Original syllabus designed by Walter Gropius
Although the Bauhaus faculty always encouraged the significance of function over form and the creation of a simple, modern style, the philosophy of the school varied somewhat over the years due to changing leadership and the different philosophies that each instructor embraced. However, the school consistently encouraged its students to develop an individual style while promoting collaboration and a shared purpose. It also maintained its view that art and design should be developed for the masses rather than the elite. To that end, it pushed for the implementation of modern, technological processes of product reproduction in an attempt to create products that were easily accessible and affordable for all and it promoted the creation of objects that would be useful for large numbers of people on an everyday basis. Many iconic designs that are still well known today originate from the Bauhaus school, such as the cantilever chair and the Barcelona chair.
Iconic Bauhaus chair designs
The Bauhaus school existed from 1919 to 1933 in Germany, and during its years of existence it moved to three different cities. As the philosophy that it adhered to was considered quite radical at the time, it was heavily criticized and misunderstood; its existence was also vulnerable as it relied on state funding to continue operation.
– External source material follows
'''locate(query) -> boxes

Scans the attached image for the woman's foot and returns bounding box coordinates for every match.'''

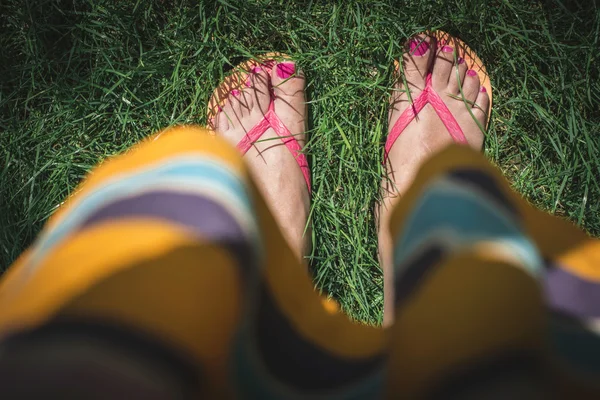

In each of its three locations, it was forced to move due to political pressure and extensive criticism. It was finally forced to close in 1933 after being labeled a producer of “degenerative art” by the ruling Nazi party. Despite its formal end, the ideas of the Bauhaus continued through its leaders and teachers as they immigrated to other countries and carried on with the work they began at the school.
Seagram Building designed by Ludwig Mies van der Rohe
The legacy of the Bauhaus school is still apparent today; its modernist style is visible in current architecture and design objects, while its philosophy is widely utilized by contemporary designers. In addition, many of its more significant ideas have maintained their relevance and are still worth following. For example, the most important tenet, that form follows function is applicable in every aspect of design, as is the value of the connection between color and shape when creating. Finally, the Bauhaus belief in collaboration and a shared purpose is a principle that should be followed; not just in the world of design, but in everyday life as well.